Maternal style of feeding when infants transition from a milk-based diet to solid foods influences risk of obesity in childhood (American Heart Association [AHA] et al., 2006). Fisher, Birch, Smicklas-Wright, and Picciano (2000) reported that mothers who breastfed their infants for 12 months or longer were more responsive to the hunger and satiety cues of their infants and used lower levels of control over infants’ food choices, amounts, and frequency when feeding their children as toddlers when compared to mothers whose infants were fed formula. Similarly, Taveras et al. (2004) reported that breastfeeding promoted maternal responsiveness to infants’ hunger and satiation cues and the development of shared parent-infant regulation of food. Mothers who breastfed for longer duration were not as likely to control or restrict their child’s food intake at 1 year of age.
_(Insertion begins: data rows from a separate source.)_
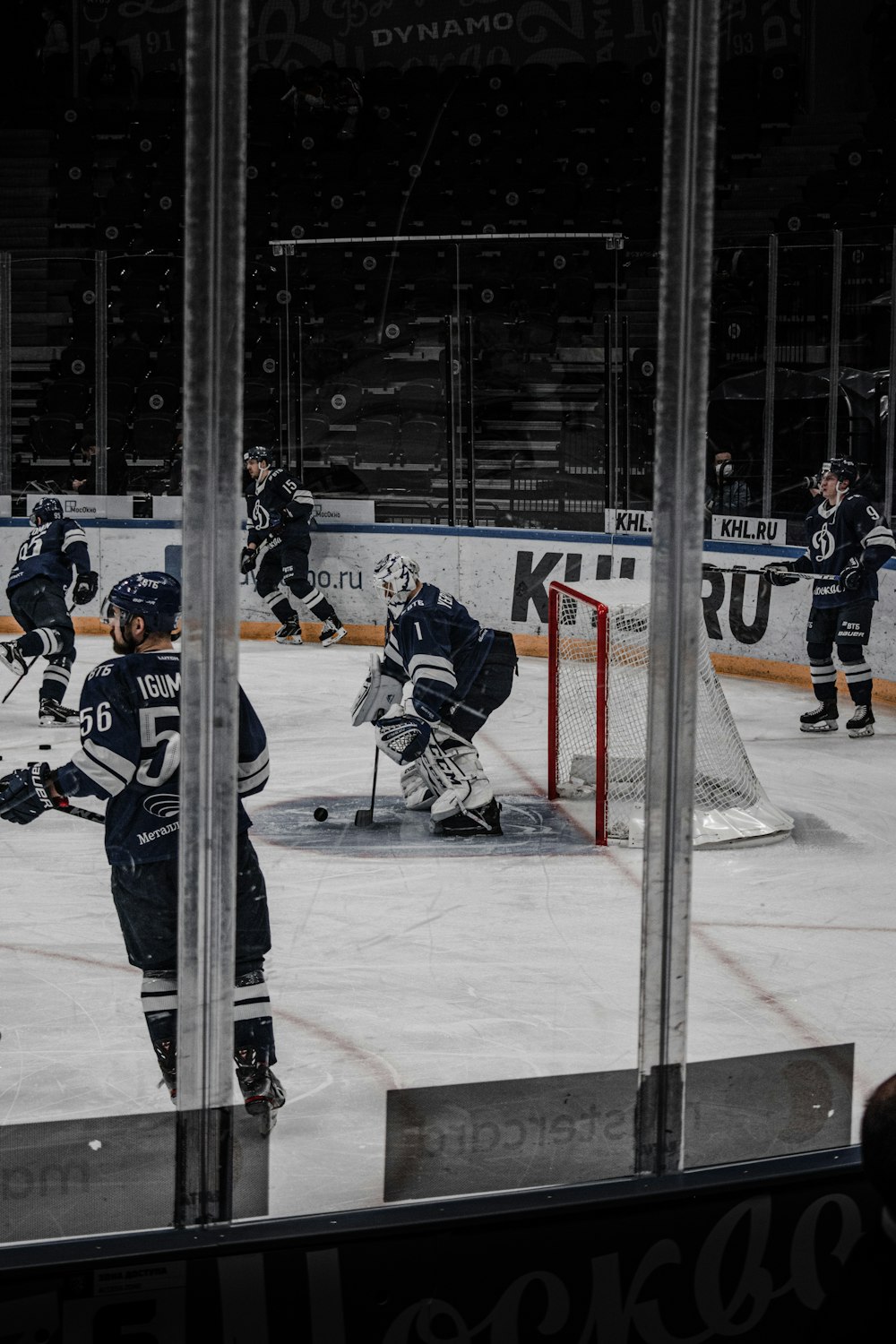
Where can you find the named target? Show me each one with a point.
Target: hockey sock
(323, 609)
(857, 672)
(823, 675)
(37, 642)
(253, 1023)
(56, 682)
(159, 999)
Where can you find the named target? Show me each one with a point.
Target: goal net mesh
(591, 671)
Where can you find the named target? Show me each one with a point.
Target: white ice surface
(452, 967)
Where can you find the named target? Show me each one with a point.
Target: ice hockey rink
(402, 960)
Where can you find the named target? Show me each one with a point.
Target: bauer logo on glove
(23, 793)
(85, 589)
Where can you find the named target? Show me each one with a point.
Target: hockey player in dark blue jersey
(460, 672)
(279, 542)
(847, 543)
(129, 755)
(37, 591)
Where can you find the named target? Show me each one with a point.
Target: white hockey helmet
(397, 577)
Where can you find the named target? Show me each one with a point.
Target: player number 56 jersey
(131, 754)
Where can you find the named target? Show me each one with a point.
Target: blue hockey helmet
(397, 577)
(46, 511)
(152, 596)
(842, 468)
(260, 454)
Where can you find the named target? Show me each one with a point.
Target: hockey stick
(742, 569)
(81, 812)
(365, 816)
(23, 675)
(77, 812)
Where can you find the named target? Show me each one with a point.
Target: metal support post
(101, 354)
(214, 311)
(833, 374)
(771, 366)
(688, 177)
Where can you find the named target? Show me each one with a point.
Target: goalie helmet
(152, 594)
(258, 454)
(397, 577)
(842, 468)
(46, 511)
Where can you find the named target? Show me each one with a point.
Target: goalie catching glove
(379, 694)
(403, 738)
(23, 795)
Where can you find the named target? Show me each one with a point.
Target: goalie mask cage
(598, 644)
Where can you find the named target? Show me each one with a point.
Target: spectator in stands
(56, 54)
(110, 77)
(331, 94)
(864, 1296)
(177, 467)
(83, 470)
(726, 491)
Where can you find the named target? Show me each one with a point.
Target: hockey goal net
(599, 636)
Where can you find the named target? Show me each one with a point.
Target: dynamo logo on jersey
(163, 804)
(823, 543)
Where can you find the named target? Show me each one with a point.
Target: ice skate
(11, 659)
(861, 723)
(263, 1090)
(166, 1053)
(479, 822)
(823, 719)
(332, 632)
(54, 714)
(290, 632)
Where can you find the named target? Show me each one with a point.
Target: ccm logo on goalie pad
(403, 738)
(378, 694)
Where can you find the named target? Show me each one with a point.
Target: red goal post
(598, 656)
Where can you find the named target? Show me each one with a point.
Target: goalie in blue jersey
(129, 755)
(441, 676)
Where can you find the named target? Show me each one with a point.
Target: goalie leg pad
(454, 771)
(418, 793)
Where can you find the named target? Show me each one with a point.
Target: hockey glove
(85, 589)
(403, 738)
(780, 574)
(381, 693)
(23, 795)
(852, 577)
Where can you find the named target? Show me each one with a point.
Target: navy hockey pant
(849, 628)
(492, 687)
(287, 564)
(145, 900)
(39, 607)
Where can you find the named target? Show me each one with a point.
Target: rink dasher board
(503, 575)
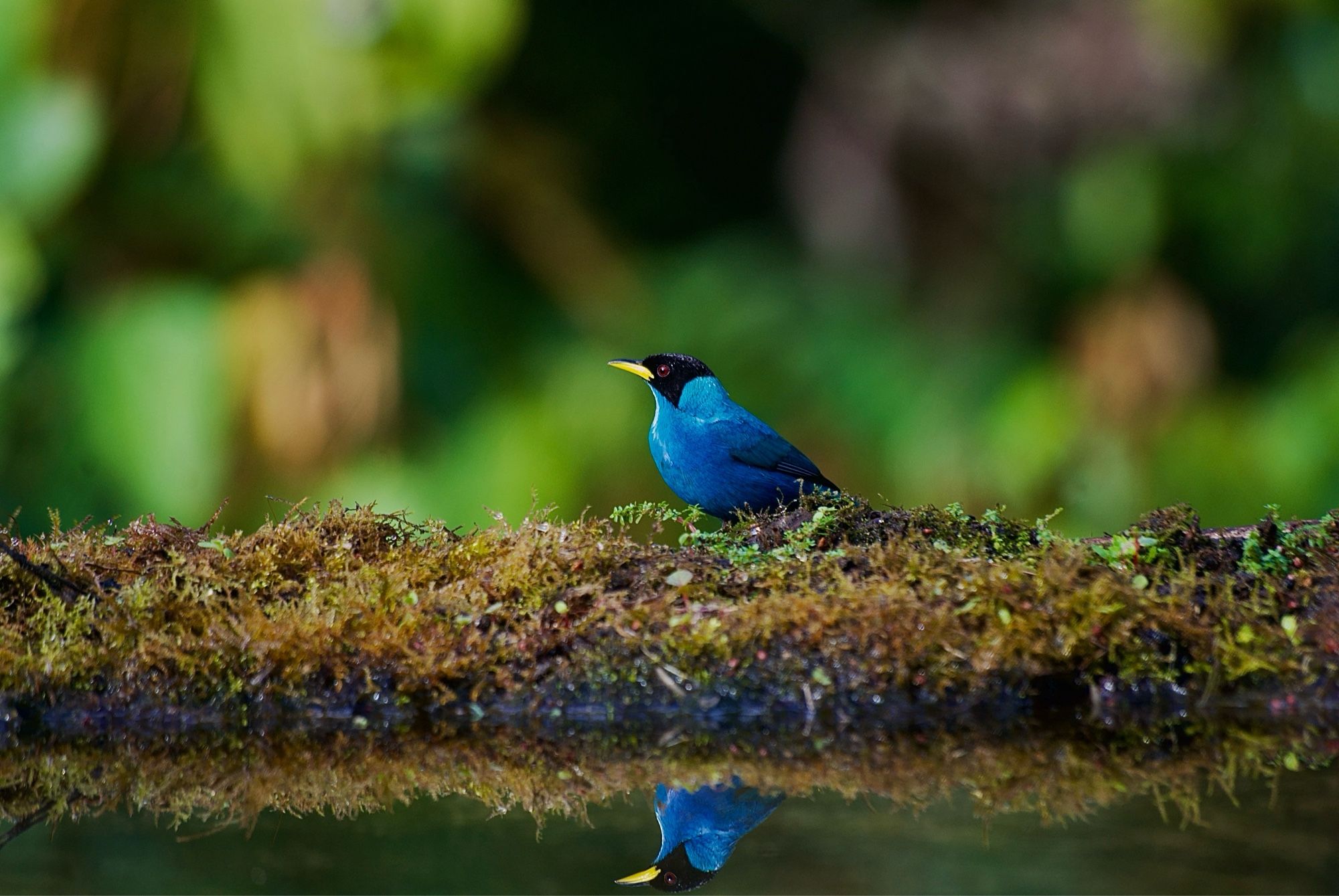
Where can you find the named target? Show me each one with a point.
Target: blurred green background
(1046, 254)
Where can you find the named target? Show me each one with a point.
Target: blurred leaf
(439, 47)
(1113, 211)
(155, 404)
(21, 276)
(22, 25)
(50, 135)
(281, 90)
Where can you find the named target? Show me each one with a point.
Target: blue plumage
(709, 822)
(698, 832)
(713, 452)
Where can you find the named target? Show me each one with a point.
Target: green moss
(338, 604)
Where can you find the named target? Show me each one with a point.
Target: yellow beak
(642, 877)
(631, 367)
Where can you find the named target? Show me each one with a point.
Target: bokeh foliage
(1067, 254)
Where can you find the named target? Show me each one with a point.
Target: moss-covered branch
(840, 609)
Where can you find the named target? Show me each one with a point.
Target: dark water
(1273, 834)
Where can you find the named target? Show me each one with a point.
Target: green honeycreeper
(710, 451)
Mothers who breastfed their infants used lower levels of control over infants’ food choices, amounts, and frequency when feeding their children as toddlers.
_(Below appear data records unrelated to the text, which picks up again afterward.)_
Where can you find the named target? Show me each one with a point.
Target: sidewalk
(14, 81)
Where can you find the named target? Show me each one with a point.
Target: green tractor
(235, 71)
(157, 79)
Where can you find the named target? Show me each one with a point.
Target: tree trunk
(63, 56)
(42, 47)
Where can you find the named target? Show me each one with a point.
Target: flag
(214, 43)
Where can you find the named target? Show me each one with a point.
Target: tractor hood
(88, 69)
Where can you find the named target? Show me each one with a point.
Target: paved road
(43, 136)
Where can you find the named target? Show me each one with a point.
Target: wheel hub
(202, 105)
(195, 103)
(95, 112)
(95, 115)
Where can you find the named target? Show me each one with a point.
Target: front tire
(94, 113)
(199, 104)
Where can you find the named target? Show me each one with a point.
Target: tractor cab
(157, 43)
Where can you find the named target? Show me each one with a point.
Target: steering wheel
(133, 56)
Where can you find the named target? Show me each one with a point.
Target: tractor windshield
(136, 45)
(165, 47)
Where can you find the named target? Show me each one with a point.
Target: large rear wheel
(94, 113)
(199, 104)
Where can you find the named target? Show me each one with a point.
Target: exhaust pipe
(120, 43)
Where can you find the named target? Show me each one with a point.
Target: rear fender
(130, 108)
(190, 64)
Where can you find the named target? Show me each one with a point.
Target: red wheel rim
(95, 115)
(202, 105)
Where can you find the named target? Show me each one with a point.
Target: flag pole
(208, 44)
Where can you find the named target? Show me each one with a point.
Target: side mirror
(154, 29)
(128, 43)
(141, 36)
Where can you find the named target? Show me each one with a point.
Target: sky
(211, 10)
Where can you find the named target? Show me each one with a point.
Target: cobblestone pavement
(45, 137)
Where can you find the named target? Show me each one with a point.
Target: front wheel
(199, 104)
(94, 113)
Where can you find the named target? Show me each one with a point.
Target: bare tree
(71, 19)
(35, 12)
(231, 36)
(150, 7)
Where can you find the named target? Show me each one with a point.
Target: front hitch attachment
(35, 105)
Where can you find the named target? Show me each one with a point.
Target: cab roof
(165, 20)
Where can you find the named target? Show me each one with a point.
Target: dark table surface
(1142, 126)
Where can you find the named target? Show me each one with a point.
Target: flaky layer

Maternal control of children’s food intake has been linked to mothers’ own weight status. Wardle, Sanderson, Guthrie, Rapoport, and Plomin (2002) found that obese mothers exerted greater control over their child’s food intake (e.g., deciding how many snacks their child should have), while normal-weight mothers demonstrated less control, allowing children to self-regulate. Farrow and Blissett (2006) observed 69 mothers and found that mothers with high controlling behaviors whose infants had a high rate of weight gain from birth to 6 months also gained more weight during the last part of their first year, when compared to infants with less controlling mothers. Infants of low- or moderately controlling mothers appeared to self-regulate’ their own weight gain over their first year.
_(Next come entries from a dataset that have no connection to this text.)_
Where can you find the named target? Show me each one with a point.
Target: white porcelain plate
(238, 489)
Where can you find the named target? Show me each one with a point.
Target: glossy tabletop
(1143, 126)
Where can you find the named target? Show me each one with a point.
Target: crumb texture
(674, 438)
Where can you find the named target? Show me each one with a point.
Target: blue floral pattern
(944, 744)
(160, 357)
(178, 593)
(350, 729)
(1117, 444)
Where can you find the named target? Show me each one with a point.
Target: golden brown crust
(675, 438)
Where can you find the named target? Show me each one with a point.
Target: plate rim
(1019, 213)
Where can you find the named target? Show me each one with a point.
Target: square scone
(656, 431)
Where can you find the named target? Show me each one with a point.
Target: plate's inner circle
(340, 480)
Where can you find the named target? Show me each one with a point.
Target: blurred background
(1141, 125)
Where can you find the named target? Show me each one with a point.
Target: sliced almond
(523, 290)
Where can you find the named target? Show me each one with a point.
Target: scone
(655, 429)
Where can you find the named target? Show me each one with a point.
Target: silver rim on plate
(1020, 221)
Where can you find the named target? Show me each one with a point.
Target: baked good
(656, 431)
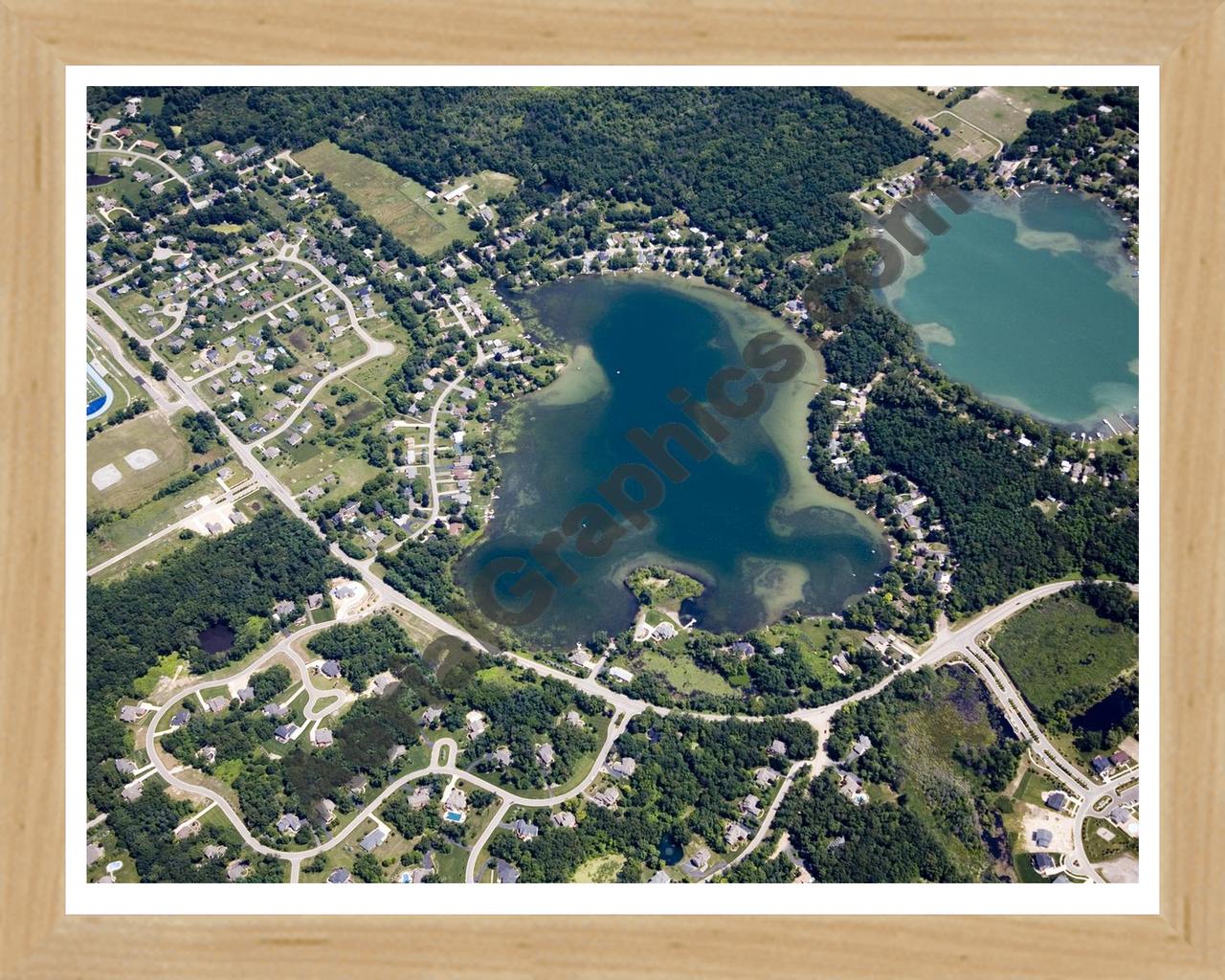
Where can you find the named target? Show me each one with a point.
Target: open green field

Infants’ and toddlers’ ability to self-regulate dietary intake was explored by Fox, Devaney, Reidy, Razafindrakoto, and Ziegler (2006). Infants and toddlers who ate less frequently during the day consumed larger-than-average portions at each eating occasion, whereas infants who ate more frequently consumed smaller-than-average portions. Infants fed more energy dense foods (computed as kilocalories/gram for all foods and beverages over a 24-hour period) ate smaller portions than infants who ate less energy dense foods. Additionally, the more variety of foods that infants 6 to 11 months of age were given, the greater the portion sizes they consumed, a finding that was not observed in older and younger age groups.